Over 50 per cent of social housing in the Borders fails to meet national housing standards set by the Social Housing Regulator, but tenants in Berwickshire are in a much better position than many in the region.

Prior to local government reorganisation in the mid 1990s Berwickshire District Council, proud of the standard of its housing, took the decision to transfer its entire stock to a locally set up housing association rather than see it taken over by Scottish Borders Council.

Now, over 15 years later more social housing in Berwickshire is up to standard than elsewhere in the Borders - 78.5 per cent of its houses meet national standards.

Only 43.9 per cent of housing stock in the Borders meets the Scottish Housing Quality Standard but it is projected that by 2015 almost 99 per cent will do so.

“It is true that the quality of the stock in Berwickshire is high and we are keen to maintain that.,” said BHA chief executive Helen Forsyth. “This year we are spending more than usual to make sure most of our tenants have houses up to Scottish Quality standards and we will always try to ensure we invest wisely in this way.

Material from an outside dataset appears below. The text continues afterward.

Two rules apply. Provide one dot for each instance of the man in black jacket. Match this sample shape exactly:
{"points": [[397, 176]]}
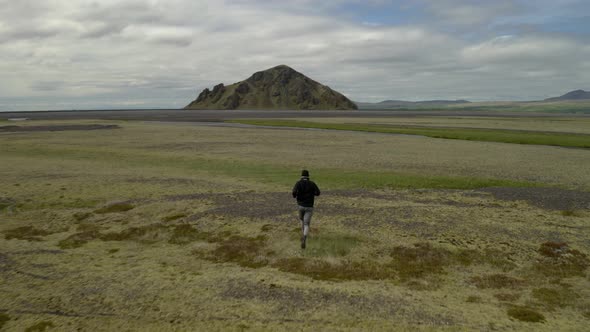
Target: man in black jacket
{"points": [[305, 191]]}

“We are fortunate that under stewardship of my predecessor Philip Jones we spent a lot of money ensuring our houses were well looked after and we are continuing that tradition to ensure people have warm safe and healthy homes in which to live. “

All social housing in the region, 11,686 homes, is now in the hands of housing associations, but there are huge variations in standards. Of the four main housing associations that manage almost 94 per cent of social housing in the region, Berwickshire Housing Association is riding high above the national average of 70.4 per cent along with Eildon Housing, where 97.8 per cent of houses are up to scratch. But only 19.2 per cent of Waverley Housing and 20.1 per cent of Scottish Borders Housing Association tenants are living in premises considered to be meeting the national standards.

During the previous financial year average rents in the region are £53.36 a week, below the national average of £59.73, Berwickshire Housing Association’s 1,728 tenants paying an average of £56.86. Rent arrears are a problem with a greater percentage of Borders tenants being over 13 weeks behind with their rent than the national average - 5.8 per cent of tenants in the Borders compared to an average of 4.6 per cent across Scotland (BHA rent arrears stand at 3.3 per cent).

Evictions are rare - in 2009-10 one BHA tenant abandoned the property before vacant possession was awarded by the courts, but the tenant was granted a new tenancy.

An initial report into Borders housing went before Scottish Borders Council scrutiny committee members last week following a meeting involving representatives from several council departments and registered social landlords.

After receiving the report the scurity committee agreed that the council should continue to meet with social housing landlords to see how they can work together to improve housing in the region.

Councillors want to look at waiting lists, homelessness and its impact on waiting lists, the type of housing that is in demand, and what specific developments are planned for: older people; people with physical disabilities; people with learning disabilities; people with mental health issues; young people, particularly those leaving care.